Parmi les suppressions les plus importantes réalisées par le NCERT, en les décrivant comme une rationalisation des programmes scolaires, se trouvent toutes les références à l’hostilité des extrémistes [nationalistes hindous] de l’hindutva pour Gandhi, ainsi que l’interdiction du Rashtriya Swayamsevak Sangh (RSS) [organisation aux méthodes paramilitaires et matrice idéologique du BJP] après l’assassinat [du père de la nation par Nathuram Godse, qui en avait été membre et pour qui Gandhi était trop favorable à l’unité entre hindous et musulmans].

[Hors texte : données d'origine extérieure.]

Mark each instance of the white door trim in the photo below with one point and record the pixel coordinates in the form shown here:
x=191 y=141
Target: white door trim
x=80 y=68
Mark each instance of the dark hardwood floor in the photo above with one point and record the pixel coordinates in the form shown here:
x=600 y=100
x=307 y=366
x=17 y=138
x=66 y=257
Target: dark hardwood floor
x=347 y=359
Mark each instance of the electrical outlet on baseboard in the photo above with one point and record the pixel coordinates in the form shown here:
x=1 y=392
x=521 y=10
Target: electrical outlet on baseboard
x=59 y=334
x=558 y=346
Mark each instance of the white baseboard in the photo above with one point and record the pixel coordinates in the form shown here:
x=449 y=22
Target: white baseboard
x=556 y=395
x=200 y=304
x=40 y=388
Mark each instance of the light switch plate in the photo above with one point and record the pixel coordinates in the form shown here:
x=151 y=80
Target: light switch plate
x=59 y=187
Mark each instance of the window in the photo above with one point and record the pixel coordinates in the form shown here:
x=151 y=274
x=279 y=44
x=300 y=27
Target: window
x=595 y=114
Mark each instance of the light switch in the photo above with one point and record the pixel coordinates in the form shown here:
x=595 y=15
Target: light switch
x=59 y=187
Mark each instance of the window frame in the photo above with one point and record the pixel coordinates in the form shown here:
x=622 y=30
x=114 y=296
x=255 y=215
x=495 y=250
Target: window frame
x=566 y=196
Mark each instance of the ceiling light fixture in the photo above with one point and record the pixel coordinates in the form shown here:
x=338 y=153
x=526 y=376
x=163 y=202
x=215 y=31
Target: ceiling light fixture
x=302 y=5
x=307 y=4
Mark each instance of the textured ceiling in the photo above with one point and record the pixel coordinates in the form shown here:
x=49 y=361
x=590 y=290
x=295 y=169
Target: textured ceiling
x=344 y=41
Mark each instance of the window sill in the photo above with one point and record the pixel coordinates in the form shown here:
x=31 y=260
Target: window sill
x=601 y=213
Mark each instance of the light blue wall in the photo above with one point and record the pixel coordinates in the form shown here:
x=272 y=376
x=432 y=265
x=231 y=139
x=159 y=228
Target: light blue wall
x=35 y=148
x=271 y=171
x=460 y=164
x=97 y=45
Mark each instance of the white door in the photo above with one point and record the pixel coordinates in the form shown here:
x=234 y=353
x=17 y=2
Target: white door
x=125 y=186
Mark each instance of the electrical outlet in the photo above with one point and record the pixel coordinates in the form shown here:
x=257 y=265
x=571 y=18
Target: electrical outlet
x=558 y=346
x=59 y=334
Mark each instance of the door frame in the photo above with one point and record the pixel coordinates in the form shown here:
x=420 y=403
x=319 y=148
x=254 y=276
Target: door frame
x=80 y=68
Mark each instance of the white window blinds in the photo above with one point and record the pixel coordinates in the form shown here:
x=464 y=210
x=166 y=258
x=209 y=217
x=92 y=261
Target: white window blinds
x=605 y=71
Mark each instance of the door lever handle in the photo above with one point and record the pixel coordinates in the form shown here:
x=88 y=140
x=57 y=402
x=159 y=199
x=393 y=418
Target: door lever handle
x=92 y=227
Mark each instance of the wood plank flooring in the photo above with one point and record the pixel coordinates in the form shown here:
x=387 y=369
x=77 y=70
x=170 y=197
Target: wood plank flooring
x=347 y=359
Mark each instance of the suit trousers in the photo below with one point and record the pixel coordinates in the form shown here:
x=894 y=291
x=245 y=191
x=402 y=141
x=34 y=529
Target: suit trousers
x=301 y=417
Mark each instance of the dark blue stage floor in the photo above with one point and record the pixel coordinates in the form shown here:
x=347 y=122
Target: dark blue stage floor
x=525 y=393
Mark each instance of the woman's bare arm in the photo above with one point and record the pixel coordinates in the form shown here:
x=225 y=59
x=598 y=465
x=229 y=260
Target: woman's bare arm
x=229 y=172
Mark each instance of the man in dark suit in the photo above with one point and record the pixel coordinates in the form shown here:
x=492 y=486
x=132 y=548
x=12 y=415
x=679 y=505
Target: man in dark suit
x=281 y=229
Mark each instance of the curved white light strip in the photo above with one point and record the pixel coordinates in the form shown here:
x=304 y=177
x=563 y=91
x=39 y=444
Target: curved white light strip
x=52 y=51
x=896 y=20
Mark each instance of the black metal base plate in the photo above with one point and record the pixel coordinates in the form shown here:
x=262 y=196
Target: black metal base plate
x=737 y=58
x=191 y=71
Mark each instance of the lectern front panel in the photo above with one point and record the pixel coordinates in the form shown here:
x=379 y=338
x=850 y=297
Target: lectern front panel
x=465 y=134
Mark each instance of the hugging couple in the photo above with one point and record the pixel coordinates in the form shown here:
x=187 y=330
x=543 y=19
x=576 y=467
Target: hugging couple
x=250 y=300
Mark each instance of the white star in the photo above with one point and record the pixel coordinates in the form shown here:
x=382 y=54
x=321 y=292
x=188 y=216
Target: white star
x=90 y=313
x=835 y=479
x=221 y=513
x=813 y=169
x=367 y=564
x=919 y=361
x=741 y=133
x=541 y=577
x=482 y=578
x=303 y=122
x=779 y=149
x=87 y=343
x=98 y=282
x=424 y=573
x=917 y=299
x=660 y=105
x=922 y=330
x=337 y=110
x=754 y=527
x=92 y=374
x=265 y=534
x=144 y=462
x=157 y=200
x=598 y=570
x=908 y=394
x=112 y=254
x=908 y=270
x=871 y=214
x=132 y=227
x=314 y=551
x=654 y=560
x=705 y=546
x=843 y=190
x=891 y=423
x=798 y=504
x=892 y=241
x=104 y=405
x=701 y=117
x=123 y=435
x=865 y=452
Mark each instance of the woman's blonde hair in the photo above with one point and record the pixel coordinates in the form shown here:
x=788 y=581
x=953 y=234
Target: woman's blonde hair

[Sont encore ôtés] des pans entiers de l’histoire des Moghols [dynasties musulmanes qui régnèrent sur l’Inde de 1526 au milieu du XIXe siècle] ; les émeutes [antimusulmanes] de 2002 dans le Gujarat [alors gouverné par Narendra Modi] ; le mouvement naxalite [rébellion paysanne d’inspiration maoïste pour la réforme agraire] ; l’état d’urgence (1975-1977) et des passages entiers sur les mouvements sociaux.
Irrationalité et préjugés
Les textes d’histoire sont particulièrement visés, et 250 historiens de grandes universités indiennes et étrangères ont fait valoir que les personnes qui les avaient rédigés à l’origine, par un long processus de consultation et de discussion, avaient toutes été laissées dans l’ignorance de ces changements. Ceux-ci ne se limitent pas aux manuels scolaires. Le projet de programme de licence d’histoire élaboré par la Commission des bourses universitaires a également été modifié, ce qui conduit à “une perception de notre passé clairement irrationnelle et empreinte de préjugés”, selon le Congrès indien de l’histoire [la plus grande association d’historiens du sous-continent indien]. Le NCERT a tenté de faire passer son manque de transparence pour un “oubli”, mais il campe sur sa révision.

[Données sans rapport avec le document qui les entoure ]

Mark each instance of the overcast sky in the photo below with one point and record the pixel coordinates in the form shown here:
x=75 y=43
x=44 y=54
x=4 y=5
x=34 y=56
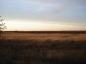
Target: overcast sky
x=44 y=14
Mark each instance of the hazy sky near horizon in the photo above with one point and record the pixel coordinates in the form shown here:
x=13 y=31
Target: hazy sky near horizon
x=44 y=14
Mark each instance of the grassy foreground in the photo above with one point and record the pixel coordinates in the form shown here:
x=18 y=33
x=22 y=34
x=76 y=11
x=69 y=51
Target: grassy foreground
x=42 y=52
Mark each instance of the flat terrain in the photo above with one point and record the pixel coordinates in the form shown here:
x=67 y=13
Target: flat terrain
x=43 y=48
x=45 y=36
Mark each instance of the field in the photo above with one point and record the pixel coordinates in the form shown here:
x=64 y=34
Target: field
x=43 y=48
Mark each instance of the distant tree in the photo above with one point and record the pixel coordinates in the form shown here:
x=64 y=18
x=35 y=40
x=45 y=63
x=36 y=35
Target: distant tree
x=2 y=26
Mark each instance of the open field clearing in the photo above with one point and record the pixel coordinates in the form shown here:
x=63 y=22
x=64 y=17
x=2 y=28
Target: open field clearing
x=45 y=36
x=43 y=48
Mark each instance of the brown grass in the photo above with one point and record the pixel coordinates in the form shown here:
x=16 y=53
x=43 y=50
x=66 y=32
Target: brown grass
x=45 y=36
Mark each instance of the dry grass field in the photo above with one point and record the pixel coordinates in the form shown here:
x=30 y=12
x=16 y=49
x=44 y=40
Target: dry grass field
x=45 y=36
x=43 y=48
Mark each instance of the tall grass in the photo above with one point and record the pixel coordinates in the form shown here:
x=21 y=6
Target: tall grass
x=42 y=52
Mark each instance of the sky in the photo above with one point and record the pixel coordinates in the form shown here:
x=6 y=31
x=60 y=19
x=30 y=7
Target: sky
x=44 y=15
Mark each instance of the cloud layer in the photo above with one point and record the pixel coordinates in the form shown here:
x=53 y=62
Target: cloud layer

Les connaissances s’étendent continuellement et la révision des programmes scolaires est essentielle à la qualité du système éducatif. L’enseignement donné à la jeune génération vient de la décision collective d’une société dans laquelle l’éducation officielle est essentielle. Il reflète les valeurs et l’éthique de cette collectivité et évolue au fil du temps. En Inde, l’enseignement s’est développé avec le but de promouvoir l’intégration nationale [des différentes appartenances ethniques ou religieuses], la pensée critique et la démarche scientifique. Au fur et à mesure que la société mûrit, elle doit pouvoir aborder des épisodes plus sombres du passé avec davantage de sérénité. Il faut en outre décider à quel niveau d’enseignement il est approprié de présenter certaines connaissances. Les manuels scolaires et la pédagogie doivent donc être révisés périodiquement.
Le problème, c’est quand cet exercice est effectué de manière politiquement partisane et au mépris de l’expertise. Il devient toxique quand l’enseignement officiel ne produit pas l’harmonie mais le conflit. La croissance et le développement de l’Inde reposent presque entièrement sur l’éducation de sa nombreuse jeunesse pour qu’elle acquière des compétences professionnelles et sociales, de façon à devenir les citoyens attentionnés d’une nation pluraliste. Ils doivent apprendre l’histoire dans le but de ne pas répéter les tragédies du passé, et de construire un avenir harmonieux. Les consultations destinées à définir le programme doivent être plus larges, plus transparentes à tous les niveaux.